Arguments can then be provided via environment variables:

$ export INTEGER=123
$ python3 example.py
Arguments(integer=123)

$ INTEGER=456 python3 example.py
Arguments(integer=456)

Arguments supplied via the command-line take precedence over environment variables:

$ export INTEGER=123
$ python3 example.py --integer 42
Arguments(integer=42)

$ INTEGER=456 python3 example.py --integer 42
Arguments(integer=42)

Validation

When parsing command-line arguments with parser.parse_typed_args(), the raw values are parsed and validated using pydantic. The parser has different behaviours depending on whether the supplied command-line arguments are valid.

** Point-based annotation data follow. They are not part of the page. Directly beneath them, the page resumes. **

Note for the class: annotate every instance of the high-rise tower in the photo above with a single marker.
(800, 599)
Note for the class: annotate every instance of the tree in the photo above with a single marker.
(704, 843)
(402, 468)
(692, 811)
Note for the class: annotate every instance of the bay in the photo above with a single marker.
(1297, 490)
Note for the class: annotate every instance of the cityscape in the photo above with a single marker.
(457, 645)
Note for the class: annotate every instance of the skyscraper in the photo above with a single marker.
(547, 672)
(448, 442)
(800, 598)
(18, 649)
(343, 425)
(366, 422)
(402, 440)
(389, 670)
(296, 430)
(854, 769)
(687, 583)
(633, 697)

Consider the following example model:

class Arguments(BaseModel):
    integer: int

Success

When the provided command-line arguments satisfy the pydantic model, a populated instance of the model is returned

$ python3 example.py --integer 42
Arguments(integer=42)

Failure

When the provided command-line arguments do not satisfy the pydantic model, the ArgumentParser will provide an error to the user. For example:

$ python3 example.py
usage: example.py [-h] --integer INTEGER
example.py: error: 1 validation error for Arguments
integer
  field required (type=value_error.missing)

$ python3 example.py --integer hello
usage: example.py [-h] --integer INTEGER
example.py: error: 1 validation error for Arguments
integer
  value is not a valid integer (type=type_error.integer)

Note

The validation error shown to the user is the same as the error that pydantic provides with its pydantic.ValidationError.

Under the Hood

Under the hood pydantic-argparse dynamically generates extra custom @pydantic.validator class methods for each of your argument fields.

These validators behave slightly differently for each argument type, but in general they:

  • Parse empty str values to None.
  • Parse choices (i.e., Enums or Literals) from strs to their respective types (if applicable).
  • Otherwise, pass values through unchanged.

The validators are constructed with the pre=True argument, ensuring that they are called before any of the user's @pydantic.validator class methods and the built-in pydantic field validation. This means they are provided with the most raw input data possible.

After the generated validators have been called, the fields are parsed as per usual by the built-in pydantic field validation for their respective types.

Note

pydantic-argparse also enhances pydantic's built-in environment variable parsing capabilities.

By default, pydantic attempts to parse complex types as json values. If this parsing fails a pydantic.env_settings.SettingsError is raised and the argument parsing fails immediately with an obscure error message. This means the values never reach the generated pydantic-argparse validators, the user's custom validators or the built-in pydantic field validation.

As a solution, pydantic-argparse wraps the existing pydantic.BaseSettings.parse_env_var() environment variable parsing class method to handle this situation. The wrapped parser passes through raw str values unchanged if the json parsing fails. This allows the raw string values to be parsed, validated and handled by the generated pydantic-argparse validators and the built-in pydantic field validators if applicable.